Sultan Muhammad II sejak kecil selalu diajarkan, dididik dan ditanamkan sifat sebagai penakluk Konstatinopel oleh ayah dan gurunya berdasarkan sejumlah Hadist Rosulullah Muhammad SAW, antara lain:
1. “Kota Konstantinopel akan jatuh ke tangan Islam. Pemimpin yang menaklukkannya adalah sebaik-baik pemimpin dan pasukan yang berada di bawah komandonya adalah sebaik-baik pasukan.” [H.R. Ahmad bin Hanbal Al-Musnad 4/335].
2. Abu Qubail menuturkan dari Abdullah bin Amr bin Ash, “Suatu ketika kami sedang menulis di sisi Rasulullah SAW, tiba-tiba beliau ditanya, “Mana yang terkalahkan lebih dahulu, Konstantinopel atau Romawi?” Beliau menjawab, “Kota Heraklius-lah yang akan terkalahkan lebih dulu.” Maksudnya adalah Konstantinopel.” [H.R. Ahmad, Ad-Darimi, Al-Hakim].
Konstantinopel akhirnya dapat ditaklukkan pada tanggal 29 Mei 1453 M setelah dilakukannya penyerangan total terhadap benteng kota Byzantium dan dipindahkannya sekitar 70-an kapal militer Usmani ke wilayah Selat Golden Horn melalui jalur darat hanya dalam waktu satu malam. Hal ini dilakukan guna menghindari rantai penghalang di wilayah Selat Golden Horn (wilayah Constantinople) yang memang pertahanan militernya agak lemah. Dalam perang ini Kaisar Constantine dibantu oleh Kardinal Isidor, Pangeran Orkhan dan admiral Giovanni Giustiniani dari Genoa.
Warisan lainnya yang juga sangat penting bagi Dunia Islam ialah peran tidak langsung Kehilafahan Turki Usmani terhadap berhasilnya penyebaran agama Islam di wilayah Asia Tenggara (Kepulauan Nusantara), khususnya di wilayah Aceh dan sekitarnya. Hal ini merupakan konsekuensi logis dari persahabatan, hubungan diplomatik dan ukhuwwah Islamiyyah yang sangat erat antara Kesultanan Aceh Darussalam dengan Kekhilafahan Turki Usmani sejak awal abad XVI. Bahkan persekutuan dua negara adikuasa Islam tersebut (Negara adikuasa lainnya ialah Dinasti Safawi di Iran dan Dinasti Mughal di India) telah berhasil menjaga penjajah Portugis dari Tanah Aceh dan sekitarnya.
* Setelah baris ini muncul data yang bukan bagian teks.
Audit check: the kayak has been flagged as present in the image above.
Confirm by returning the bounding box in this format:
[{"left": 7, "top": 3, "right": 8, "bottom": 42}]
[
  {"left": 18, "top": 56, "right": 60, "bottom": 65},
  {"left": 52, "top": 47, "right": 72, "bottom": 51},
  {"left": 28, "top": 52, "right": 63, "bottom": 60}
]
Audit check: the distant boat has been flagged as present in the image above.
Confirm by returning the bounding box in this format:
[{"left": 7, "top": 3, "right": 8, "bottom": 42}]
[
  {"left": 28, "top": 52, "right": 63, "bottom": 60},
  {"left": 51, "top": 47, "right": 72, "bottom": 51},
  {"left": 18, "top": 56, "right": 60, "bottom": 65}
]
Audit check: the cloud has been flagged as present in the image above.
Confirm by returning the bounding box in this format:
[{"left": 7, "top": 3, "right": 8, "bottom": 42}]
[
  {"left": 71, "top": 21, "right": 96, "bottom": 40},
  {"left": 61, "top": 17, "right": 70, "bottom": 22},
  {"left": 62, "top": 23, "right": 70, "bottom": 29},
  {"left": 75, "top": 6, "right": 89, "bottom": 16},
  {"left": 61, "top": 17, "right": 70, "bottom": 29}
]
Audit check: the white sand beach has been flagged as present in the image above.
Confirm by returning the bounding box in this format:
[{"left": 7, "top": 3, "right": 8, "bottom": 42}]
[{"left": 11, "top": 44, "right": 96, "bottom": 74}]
Nicholas Tarling menulis dalam bukunya, The Cambridge History of Southeast Asia (hlm 39), bahwa ekspedisi Kekhalifahan Usmani ke Aceh dimulai sekitar tahun 1565 ketika Kekhalifahan Usmaniyah berusaha mendukung Kesultanan Aceh dalam pertempurannya melawan Portugis yang telah berhasil menaklukkan Kesultanan Malaka. Ekspedisi ini merupakan respons positif Sultan Sulaiman Al-Qanuni/ Sulaiman I/ Sulaiman Yang Agung (1520 – 1566 M) dari Kekhalifahan Usmaniyyah terhadap duta atau utusan khusus Sultan Alauddin al-Qahhar (1539 – 1571 M) dari Kesultanan Aceh Darussalam pada tahun 1564 M (atau tahun 1562 M).
Azyumardi Azra dalam bukunya, Islam in the Indonesian world: an account of institutional formation (hlm 169), menyatakan bahwa Persekutuan antara Sultan Aceh dengan Kekhilafahan Usmaniyyah sudah dimulai secara tidak resmi sejak tahun 1530-an, yakni ketika Sultan Alauddin Al-Qahhar memanfaatkan hubungan baik tersebut untuk memperluas kekuasaannya di wilayah Sumatera dan Semenanjung Malaya. Fernão Mendes Pinto mencatat bahwa Sultan Aceh telah merekrut 300 prajurit Utsmaniyah, beberapa orang Abesinia dan Gujarat, serta 200 orang saudagar Malabar untuk menaklukkan Tano Batak pada tahun 1539. Bahkan Kerajaan Aru dan Johor juga telah ditaklukkan oleh Kesultanan Aceh pada tahun 1564 setelah mendapat bala bantuan tentara dari Kekhilafahan Usmaniyyah.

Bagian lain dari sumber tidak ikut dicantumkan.